Two thoughts to close that will lead us into the rest of this series:
First, many of us shout ‘Yes!’ to the life Jesus offers, but we never actually take up the lifestyle he lived. In Comer’s words:
“If you want to experience the life of Jesus, you have to adopt the lifestyle of Jesus”.
He explains it with an example of seeing runners in their running gear, looking incredible and toned, beautiful bodies….and his thinking: I want that! Then thinking about the lifestyle that goes with it, the early morning training, watching of diets, dedication and choices made. And he leaves it behind.
Comer was attracted to the life, but not the lifestyle.
We do the same with Jesus. And so we miss the point.
“Your life is the byproduct of your lifestyle. By life I mean you’re experience of the human condition, and by lifestyle I mean the rhythms and routines that make up your day-to-day existence. The way you organize your time. Spend your money.”

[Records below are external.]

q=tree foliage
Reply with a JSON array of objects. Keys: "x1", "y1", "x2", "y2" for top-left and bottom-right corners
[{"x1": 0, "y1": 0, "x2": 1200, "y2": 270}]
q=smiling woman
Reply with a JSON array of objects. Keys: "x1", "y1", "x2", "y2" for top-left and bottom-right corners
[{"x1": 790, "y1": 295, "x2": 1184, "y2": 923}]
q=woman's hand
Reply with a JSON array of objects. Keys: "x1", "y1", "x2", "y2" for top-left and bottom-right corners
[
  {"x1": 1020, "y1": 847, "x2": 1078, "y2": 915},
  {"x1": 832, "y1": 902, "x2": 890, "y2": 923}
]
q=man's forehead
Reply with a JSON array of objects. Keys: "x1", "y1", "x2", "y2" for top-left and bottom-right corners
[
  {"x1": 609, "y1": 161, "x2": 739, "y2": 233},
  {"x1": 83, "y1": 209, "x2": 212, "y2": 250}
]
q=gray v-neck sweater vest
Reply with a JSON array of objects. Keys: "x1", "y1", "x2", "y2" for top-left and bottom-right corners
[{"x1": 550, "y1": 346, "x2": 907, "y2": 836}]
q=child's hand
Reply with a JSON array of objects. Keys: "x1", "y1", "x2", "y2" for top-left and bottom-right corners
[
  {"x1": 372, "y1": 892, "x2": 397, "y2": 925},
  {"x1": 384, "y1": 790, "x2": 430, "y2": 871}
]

The second thought is simply this: life is hard. Throughout the centuries wise women and men have come to the same conclusion. There is no ‘easy life’ – that’s a myth created by advertisers, but it simply doesn’t exist. Life is tough. There are burdens, responsibilities, challenges, issues that we all face personally and together. The world can offer us distraction whilst promising what many of us long for – escape.
Yet Jesus gives us something better: equipment. A yoke. Practical teaching on how to be human with him. He invites us to walk with him, shoulder to shoulder, through the mess of this broken world, with him carrying the weight.
The definition of insanity is to do the same things expecting different results. The remainder of Comer’s book and these blogs is an invitation to sanity: to take practical steps learning from Jesus how to reshape our lifestyle to walk with Him and share in the life he promised and made possible.
Are we willing?
That’s the journey we’re taking as a church community. The core of being ‘church’ for us is not an entertaining weekly event, but shaping our lives around Jesus through simple habits, learning together in hubs of a dozen people, and sharing life with others through our hands of kindness, creativity and prayer.